1950s Gallery

The Booming 50s ...
Happy Days. America emerged from WWII with Baby Boomers glued to a new and affordable techy gadget -- television. Pull into Union Service Station in 1950, and you could fill-up your tank for 18 cents per gallon! John Steinbeck’s award-winning Viva Zapata! premiered across America in 1952. The movie’s star, Marlon Brando, didn’t pull into the station while filming in Roma, Texas, but he did drop into Martinez Grocery across the street.
Regrettably, Texans were experiencing an epic drought (1949-57), decimating ranches and farms. Some relief would come with the completion of Falcon Dam in 1954, and its dedication by our Texan in the White House, Dwight D. Eisenhower.
America was on the move. The Federal-Aid Highway Act of 1956 (aka the Interstate Defense Highway Act) now allowed families easily to commute to work and drive to vacation spots. Pedro and Eugenia’s son, Jose Pedro, graduated in 1954 listening to Dean Martin and Johnny Cash, then the radical new beats of rock and roll crooners like Elvis and Little Richie. America was in love with automobiles as drive-in restaurants like Whataburger (1950) and drive-in movies spread across America.

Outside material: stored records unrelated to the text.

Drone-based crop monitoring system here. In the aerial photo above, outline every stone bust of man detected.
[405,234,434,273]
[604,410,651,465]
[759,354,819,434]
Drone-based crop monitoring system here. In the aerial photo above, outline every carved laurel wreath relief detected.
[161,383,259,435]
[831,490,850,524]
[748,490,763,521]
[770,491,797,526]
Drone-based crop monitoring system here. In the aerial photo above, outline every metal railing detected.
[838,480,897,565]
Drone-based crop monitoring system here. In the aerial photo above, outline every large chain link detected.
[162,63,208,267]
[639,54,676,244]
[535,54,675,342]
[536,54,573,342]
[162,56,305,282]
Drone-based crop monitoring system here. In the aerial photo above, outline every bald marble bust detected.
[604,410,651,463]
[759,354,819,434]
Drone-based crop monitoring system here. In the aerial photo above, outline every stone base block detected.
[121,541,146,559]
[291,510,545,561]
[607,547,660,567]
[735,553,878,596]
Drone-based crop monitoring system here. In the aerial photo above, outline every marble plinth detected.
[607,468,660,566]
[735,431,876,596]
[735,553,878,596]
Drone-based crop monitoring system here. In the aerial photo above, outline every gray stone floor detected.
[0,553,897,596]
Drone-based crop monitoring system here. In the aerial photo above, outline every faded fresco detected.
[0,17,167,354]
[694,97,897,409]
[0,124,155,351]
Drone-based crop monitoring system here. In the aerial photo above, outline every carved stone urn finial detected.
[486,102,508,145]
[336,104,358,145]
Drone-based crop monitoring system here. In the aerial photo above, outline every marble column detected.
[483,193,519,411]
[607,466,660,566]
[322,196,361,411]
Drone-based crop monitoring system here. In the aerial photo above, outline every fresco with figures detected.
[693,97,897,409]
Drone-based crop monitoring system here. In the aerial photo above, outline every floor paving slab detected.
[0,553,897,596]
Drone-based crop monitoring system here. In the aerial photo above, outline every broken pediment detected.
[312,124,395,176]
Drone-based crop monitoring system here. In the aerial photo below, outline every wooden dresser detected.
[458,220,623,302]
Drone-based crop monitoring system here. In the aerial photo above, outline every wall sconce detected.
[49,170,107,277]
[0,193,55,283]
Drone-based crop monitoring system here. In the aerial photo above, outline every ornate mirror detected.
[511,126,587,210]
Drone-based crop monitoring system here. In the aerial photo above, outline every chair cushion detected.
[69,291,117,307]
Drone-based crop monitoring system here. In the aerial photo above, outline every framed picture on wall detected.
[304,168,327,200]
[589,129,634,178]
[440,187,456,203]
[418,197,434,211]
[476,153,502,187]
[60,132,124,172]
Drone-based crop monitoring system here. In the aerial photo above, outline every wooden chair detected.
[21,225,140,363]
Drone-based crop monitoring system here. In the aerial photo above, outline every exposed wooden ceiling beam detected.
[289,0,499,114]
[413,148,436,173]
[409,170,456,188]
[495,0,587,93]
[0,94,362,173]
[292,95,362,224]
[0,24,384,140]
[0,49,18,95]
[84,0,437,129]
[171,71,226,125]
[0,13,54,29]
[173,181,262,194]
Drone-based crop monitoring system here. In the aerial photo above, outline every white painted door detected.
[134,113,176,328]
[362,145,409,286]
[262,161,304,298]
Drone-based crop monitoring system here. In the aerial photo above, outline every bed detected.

This sped along the growth of suburbs as well as inner cities with their characteristic demographics. Nevertheless, this was the end of government mandated racial segregation in schools (Brown v. Board of Education, 1954) and McCarthyism’s largely baseless attacks on labor unions. In 1953 Rosa Parks was too tired to move to the Black section of the bus, and Dr. Jonas Salk developed a vaccine to end polio. Gas was selling at 25 cents/gallon in 1959.